Nous sommes dans un monde à deux soleils et à sept lunes, dont Moldenke peut voir le ballet derrière le hublot de son appartement dans lequel il est prisonnier après avoir tué un couple d’ « engelés », des substances molles, effrayantes gelées qui prennent forme humaine et envahissent les villes. Echappant à la surveillance de l’inquiétant Bunce, il fuira la ville pour atteindre les Fonds, sortes de marais à la périphérie de la ville où il pourra à nouveau, peut-être, une fois qu’il les aura franchis, respirer l’air pur. Un périple habité par l’espoir et les visions, celles de son passé de soldat durant la « Simili-Guerre » et celles de l’amour qu’il partageait avec Roberta.
Un monde où la nourriture vient à manquer, où l’on mange de la viande de chat, des criquets bouillis, des « quignons de pin rassis à la sauce fourmis ». Où l’on soulage son mal de vivre en mâchant des « fracasticks », dont Moldenke semble abuser.
Un monde dans lequel les « oiseauverts » se réfugient dans les « arbréthers », « une lente pluie sèche de cendres blanches persiste durant l’automnété », l’on porte chez soi de « délicats chaussons de chaton florifère » et on sert le thé dans des « théioires »…
Mots inventés, mots-valises parsèment ce récit toujours avec légèreté, humour, élégance, on pourrait dire avec naturel. L’étrange est sans esbroufe et écarte le pur expérimental.

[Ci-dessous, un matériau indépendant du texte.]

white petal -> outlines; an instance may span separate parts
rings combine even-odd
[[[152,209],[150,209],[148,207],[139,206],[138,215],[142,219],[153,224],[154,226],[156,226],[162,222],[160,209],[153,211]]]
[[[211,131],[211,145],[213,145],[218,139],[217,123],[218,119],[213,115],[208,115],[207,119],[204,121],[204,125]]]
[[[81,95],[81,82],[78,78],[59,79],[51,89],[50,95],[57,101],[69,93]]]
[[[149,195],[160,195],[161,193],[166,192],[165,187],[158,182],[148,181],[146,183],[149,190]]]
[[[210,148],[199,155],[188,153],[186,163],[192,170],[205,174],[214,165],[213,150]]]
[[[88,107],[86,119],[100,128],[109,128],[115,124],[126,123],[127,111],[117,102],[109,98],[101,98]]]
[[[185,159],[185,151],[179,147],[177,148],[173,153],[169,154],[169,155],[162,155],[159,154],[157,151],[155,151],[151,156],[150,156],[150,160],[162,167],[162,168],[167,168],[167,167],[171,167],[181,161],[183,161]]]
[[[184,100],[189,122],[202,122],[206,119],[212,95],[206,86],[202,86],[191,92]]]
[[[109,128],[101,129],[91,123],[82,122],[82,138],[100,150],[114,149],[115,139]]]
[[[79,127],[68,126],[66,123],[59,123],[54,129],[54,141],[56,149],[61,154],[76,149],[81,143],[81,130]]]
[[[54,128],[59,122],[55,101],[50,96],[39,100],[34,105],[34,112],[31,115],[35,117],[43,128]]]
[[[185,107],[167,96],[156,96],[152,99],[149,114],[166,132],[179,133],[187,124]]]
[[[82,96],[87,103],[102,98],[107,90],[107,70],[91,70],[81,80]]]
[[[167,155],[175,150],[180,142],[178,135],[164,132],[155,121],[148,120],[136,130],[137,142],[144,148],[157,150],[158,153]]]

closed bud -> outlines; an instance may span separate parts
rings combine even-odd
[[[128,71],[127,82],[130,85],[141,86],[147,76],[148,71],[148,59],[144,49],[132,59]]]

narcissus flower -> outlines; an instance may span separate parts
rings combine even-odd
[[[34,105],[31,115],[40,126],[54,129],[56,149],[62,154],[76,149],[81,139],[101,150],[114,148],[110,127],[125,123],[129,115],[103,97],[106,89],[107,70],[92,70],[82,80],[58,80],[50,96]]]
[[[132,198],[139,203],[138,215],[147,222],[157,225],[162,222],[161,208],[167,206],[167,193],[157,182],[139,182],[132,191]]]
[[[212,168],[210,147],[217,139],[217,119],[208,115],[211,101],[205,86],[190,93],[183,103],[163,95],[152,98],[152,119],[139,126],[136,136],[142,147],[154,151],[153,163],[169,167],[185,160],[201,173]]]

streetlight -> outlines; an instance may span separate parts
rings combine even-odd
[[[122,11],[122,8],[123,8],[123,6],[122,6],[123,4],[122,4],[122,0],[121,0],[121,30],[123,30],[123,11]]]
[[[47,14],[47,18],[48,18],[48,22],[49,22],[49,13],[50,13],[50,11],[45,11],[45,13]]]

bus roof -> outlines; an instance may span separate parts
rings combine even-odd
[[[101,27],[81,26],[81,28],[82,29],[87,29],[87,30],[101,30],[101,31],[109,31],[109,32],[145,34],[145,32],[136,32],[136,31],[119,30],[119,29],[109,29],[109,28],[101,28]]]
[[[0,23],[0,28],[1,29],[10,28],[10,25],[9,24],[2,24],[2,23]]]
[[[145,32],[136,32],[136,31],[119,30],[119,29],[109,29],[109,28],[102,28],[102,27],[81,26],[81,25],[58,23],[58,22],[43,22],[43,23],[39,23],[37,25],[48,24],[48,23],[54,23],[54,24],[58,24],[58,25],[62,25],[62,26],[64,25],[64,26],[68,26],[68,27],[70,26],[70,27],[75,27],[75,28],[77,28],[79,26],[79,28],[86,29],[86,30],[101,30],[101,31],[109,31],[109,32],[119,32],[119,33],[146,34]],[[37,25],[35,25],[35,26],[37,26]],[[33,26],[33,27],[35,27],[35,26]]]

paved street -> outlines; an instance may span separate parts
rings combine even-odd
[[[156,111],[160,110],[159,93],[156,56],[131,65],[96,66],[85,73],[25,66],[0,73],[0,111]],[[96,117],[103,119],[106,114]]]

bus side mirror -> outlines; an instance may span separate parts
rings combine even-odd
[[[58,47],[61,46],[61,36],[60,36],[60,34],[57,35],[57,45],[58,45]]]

On est dans le ressenti, celui de Moldenke, et c’est émouvant, passionnant, de bout en bout.
Je terminerais ce billet par une très belle phrase de l’écrivain Ben Marcus qui a signé la préface, géniale, de ce roman-vision pas comme les autres d’un auteur « artisan de la langue qui manifestement faisait office de médium et captait l’histoire du récit quand il l’a écrite » :
« Lire Motorman aujourd’hui c’est rencontrer la preuve qu’un livre peut à la fois être émouvant et excentrique, maculé d’humanité et artistiquement ambitieux, sens dessus dessous pour cause de chagrin et éblouissant par le spectacle qu’il offre ».
J’espère vous avoir convaincu(e)s…
Motorman de David Ohle, traduit de l’anglais (Etats-Unis) par Nicolas Richard, Cambourakis Poche, novembre 2016.